Indonesian Political, Business & Finance News

KSPI Storms Ministry of Manpower Office, Demands Ban on Outsourcing

| | Source: KOMPAS Translated from Indonesian | Regulation
KSPI Storms Ministry of Manpower Office, Demands Ban on Outsourcing
Image: KOMPAS

JAKARTA, KOMPAS.com - Hundreds of workers under the Indonesian Confederation of Trade Unions (KSPI) stormed the Ministry of Manpower (Kemenaker) office in South Jakarta on Thursday (7/5/2026).

KSPI President Said Iqbal stated that they demanded Minister of Manpower Yassierli revise Ministerial Regulation on Employment (Permenaker) No. 7 of 2026 on Outsourced Workers or outsourcing.

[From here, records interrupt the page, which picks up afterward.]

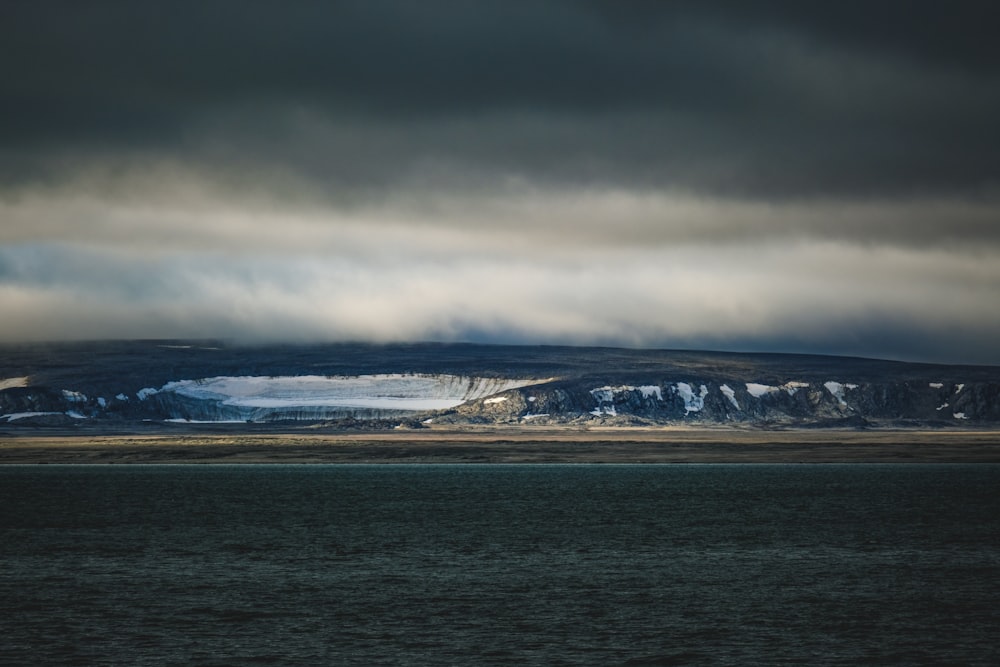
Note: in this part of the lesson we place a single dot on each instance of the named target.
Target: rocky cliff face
(486, 384)
(709, 401)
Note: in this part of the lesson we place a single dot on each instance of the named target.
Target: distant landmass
(100, 385)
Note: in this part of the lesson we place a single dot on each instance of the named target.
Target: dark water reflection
(503, 565)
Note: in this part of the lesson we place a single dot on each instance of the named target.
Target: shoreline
(511, 445)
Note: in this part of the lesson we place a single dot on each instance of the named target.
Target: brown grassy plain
(513, 445)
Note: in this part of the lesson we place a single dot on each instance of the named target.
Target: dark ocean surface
(500, 565)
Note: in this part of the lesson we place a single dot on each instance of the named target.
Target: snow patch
(758, 390)
(791, 388)
(390, 391)
(837, 390)
(14, 416)
(10, 383)
(204, 421)
(649, 390)
(692, 402)
(74, 396)
(730, 394)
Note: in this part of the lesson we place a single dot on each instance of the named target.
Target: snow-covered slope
(91, 384)
(315, 397)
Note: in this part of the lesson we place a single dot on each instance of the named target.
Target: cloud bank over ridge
(635, 173)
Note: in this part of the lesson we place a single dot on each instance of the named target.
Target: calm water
(500, 565)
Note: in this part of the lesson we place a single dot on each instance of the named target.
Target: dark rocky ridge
(99, 383)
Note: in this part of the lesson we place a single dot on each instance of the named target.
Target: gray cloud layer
(769, 175)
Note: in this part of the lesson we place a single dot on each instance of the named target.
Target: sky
(746, 176)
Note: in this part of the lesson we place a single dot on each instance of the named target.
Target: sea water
(500, 565)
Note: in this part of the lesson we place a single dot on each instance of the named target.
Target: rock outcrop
(485, 384)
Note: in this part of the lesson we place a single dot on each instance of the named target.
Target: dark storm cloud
(750, 175)
(768, 99)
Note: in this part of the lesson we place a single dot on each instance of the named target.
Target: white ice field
(261, 397)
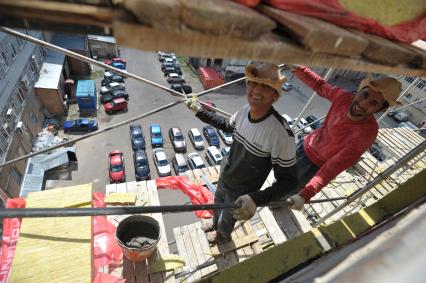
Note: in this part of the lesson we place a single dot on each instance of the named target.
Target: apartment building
(21, 113)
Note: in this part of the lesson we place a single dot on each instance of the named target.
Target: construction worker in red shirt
(349, 129)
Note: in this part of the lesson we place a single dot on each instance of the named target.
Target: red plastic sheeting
(106, 251)
(209, 77)
(198, 194)
(10, 237)
(332, 11)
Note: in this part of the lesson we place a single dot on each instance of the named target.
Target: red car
(116, 169)
(116, 104)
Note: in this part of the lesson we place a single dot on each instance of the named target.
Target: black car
(140, 161)
(113, 78)
(310, 119)
(137, 138)
(181, 87)
(376, 150)
(113, 95)
(176, 80)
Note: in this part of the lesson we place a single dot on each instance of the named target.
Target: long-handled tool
(120, 210)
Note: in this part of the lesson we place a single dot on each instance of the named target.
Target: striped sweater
(259, 146)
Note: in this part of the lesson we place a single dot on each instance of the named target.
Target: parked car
(174, 78)
(211, 136)
(181, 88)
(311, 119)
(225, 150)
(156, 135)
(170, 70)
(113, 78)
(288, 119)
(303, 124)
(118, 65)
(136, 137)
(116, 168)
(113, 95)
(117, 104)
(177, 139)
(377, 152)
(140, 160)
(80, 125)
(179, 164)
(110, 87)
(226, 137)
(196, 138)
(286, 86)
(173, 65)
(208, 106)
(195, 161)
(161, 162)
(213, 156)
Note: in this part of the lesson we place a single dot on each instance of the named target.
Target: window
(16, 175)
(409, 79)
(21, 42)
(33, 118)
(12, 50)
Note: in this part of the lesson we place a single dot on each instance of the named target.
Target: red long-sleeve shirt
(339, 142)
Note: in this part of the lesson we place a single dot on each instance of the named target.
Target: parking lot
(92, 153)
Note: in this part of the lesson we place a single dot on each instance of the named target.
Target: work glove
(297, 202)
(193, 104)
(247, 210)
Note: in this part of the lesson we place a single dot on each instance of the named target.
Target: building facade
(21, 113)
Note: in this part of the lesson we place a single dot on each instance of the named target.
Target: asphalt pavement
(92, 153)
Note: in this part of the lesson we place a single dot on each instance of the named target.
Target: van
(213, 156)
(179, 163)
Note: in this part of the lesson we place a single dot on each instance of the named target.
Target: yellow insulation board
(55, 249)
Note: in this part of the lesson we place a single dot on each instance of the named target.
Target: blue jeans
(304, 166)
(223, 222)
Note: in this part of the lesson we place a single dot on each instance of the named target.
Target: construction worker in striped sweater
(262, 141)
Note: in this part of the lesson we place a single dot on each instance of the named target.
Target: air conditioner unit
(20, 126)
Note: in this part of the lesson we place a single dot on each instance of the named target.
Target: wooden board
(225, 17)
(55, 249)
(318, 35)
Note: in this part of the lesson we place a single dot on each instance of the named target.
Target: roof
(70, 41)
(39, 164)
(109, 39)
(49, 76)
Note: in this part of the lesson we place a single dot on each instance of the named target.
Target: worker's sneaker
(207, 226)
(214, 238)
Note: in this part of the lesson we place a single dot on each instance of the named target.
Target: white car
(112, 86)
(302, 124)
(161, 162)
(288, 119)
(226, 137)
(195, 161)
(196, 138)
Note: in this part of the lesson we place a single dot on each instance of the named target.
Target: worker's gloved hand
(297, 202)
(247, 210)
(193, 104)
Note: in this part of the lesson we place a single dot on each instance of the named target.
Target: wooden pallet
(146, 194)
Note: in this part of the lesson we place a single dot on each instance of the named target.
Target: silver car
(161, 162)
(196, 138)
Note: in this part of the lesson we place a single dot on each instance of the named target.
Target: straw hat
(266, 73)
(389, 87)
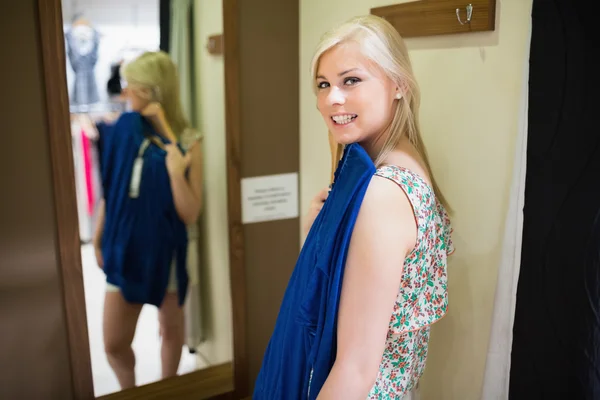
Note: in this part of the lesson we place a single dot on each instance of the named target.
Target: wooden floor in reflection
(146, 343)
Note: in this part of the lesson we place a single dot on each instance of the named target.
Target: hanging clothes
(555, 352)
(143, 233)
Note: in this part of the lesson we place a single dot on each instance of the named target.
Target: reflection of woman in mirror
(395, 281)
(82, 42)
(151, 174)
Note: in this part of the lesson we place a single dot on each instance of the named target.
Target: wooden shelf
(438, 17)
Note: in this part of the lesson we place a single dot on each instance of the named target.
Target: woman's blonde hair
(382, 44)
(155, 71)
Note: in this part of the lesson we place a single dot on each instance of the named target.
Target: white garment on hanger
(497, 370)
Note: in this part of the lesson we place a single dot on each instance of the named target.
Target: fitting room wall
(269, 54)
(471, 94)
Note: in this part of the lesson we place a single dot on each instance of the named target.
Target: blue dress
(303, 346)
(143, 234)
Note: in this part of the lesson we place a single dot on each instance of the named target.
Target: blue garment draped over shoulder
(142, 236)
(303, 346)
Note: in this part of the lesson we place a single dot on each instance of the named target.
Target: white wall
(210, 98)
(123, 25)
(471, 88)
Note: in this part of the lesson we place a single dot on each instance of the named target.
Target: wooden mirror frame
(227, 381)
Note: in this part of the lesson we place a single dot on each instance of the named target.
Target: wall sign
(269, 198)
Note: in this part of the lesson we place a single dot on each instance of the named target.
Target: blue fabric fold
(302, 348)
(142, 236)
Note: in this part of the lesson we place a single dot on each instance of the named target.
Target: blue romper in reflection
(144, 235)
(303, 346)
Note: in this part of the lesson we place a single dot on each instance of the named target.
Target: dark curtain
(556, 344)
(165, 24)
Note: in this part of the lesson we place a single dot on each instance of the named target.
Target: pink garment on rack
(87, 163)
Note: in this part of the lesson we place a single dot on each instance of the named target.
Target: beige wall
(471, 87)
(210, 100)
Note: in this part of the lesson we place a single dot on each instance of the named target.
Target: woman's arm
(385, 232)
(187, 193)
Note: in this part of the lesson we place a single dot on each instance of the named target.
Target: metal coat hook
(469, 9)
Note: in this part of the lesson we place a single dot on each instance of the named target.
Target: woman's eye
(351, 81)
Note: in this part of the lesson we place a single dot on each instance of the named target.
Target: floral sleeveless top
(423, 295)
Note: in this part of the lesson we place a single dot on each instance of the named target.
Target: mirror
(141, 76)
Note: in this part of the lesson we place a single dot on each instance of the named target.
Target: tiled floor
(146, 343)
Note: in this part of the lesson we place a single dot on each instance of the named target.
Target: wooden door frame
(228, 381)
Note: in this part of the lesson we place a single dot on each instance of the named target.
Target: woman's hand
(99, 258)
(177, 163)
(315, 207)
(154, 111)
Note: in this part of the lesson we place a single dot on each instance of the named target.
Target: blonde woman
(152, 179)
(390, 251)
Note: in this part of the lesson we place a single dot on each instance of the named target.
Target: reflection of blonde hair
(156, 72)
(382, 44)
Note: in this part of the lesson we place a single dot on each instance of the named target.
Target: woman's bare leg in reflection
(172, 332)
(120, 320)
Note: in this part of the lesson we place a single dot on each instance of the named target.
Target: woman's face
(137, 97)
(354, 96)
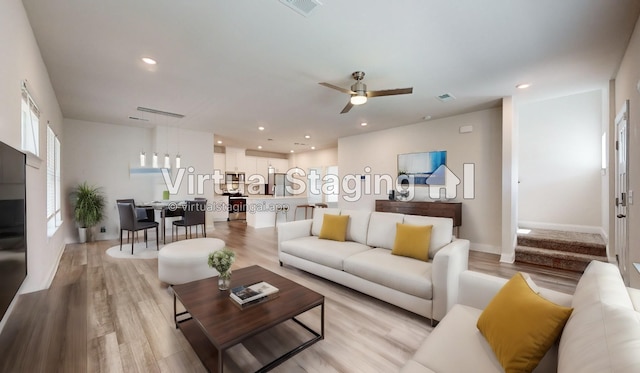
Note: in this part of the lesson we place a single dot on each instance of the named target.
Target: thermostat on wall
(466, 129)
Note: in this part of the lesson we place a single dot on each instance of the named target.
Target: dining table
(167, 209)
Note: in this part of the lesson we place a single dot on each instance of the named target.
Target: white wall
(560, 163)
(625, 89)
(482, 147)
(102, 154)
(317, 158)
(21, 60)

They objected to the regulation only limiting the use of outsourced workers to certain fields, instead of banning it altogether.

“Ministerial Regulation No. 7 of 2026 legalises outsourcing or outsourced workers. However, what workers demand, represented by KSPI along with the Labour Party, is a ban,” Said said when met at the location on Thursday.

In fact, Said said, President Prabowo Subianto, during the International Labour Day event at Monas, in his view approved the ban on outsourcing.

According to him, the current field conditions show many companies using outsourced labour massively in direct production processes in the manufacturing industry as well as goods and services.

“For example, welders in car factories, screwers in electronics factories—that’s outsourcing. Or bank tellers—that’s outsourcing,” Said explained.

KSPI regrets that Kemenaker did not include the ban explicitly in the articles of Ministerial Regulation No. 7 of 2026.

“So actually, the minister wants to legalise the existence of outsourcing. The prohibited articles were not included,” Said said.

In addition, they also highlighted the absence of explicit articles stating the rights of outsourced workers to have permanent employee status if the employer violates the rules.

That provision would prevent companies from arbitrarily dismissing workers.

“This regulation does not include it. This is the minister’s trick to legalise outsourcing and outsourced workers,” Said said.

On the other hand, the existence of the regulation instead does not provide legal certainty, thus contradicting the Constitutional Court’s (MK) order.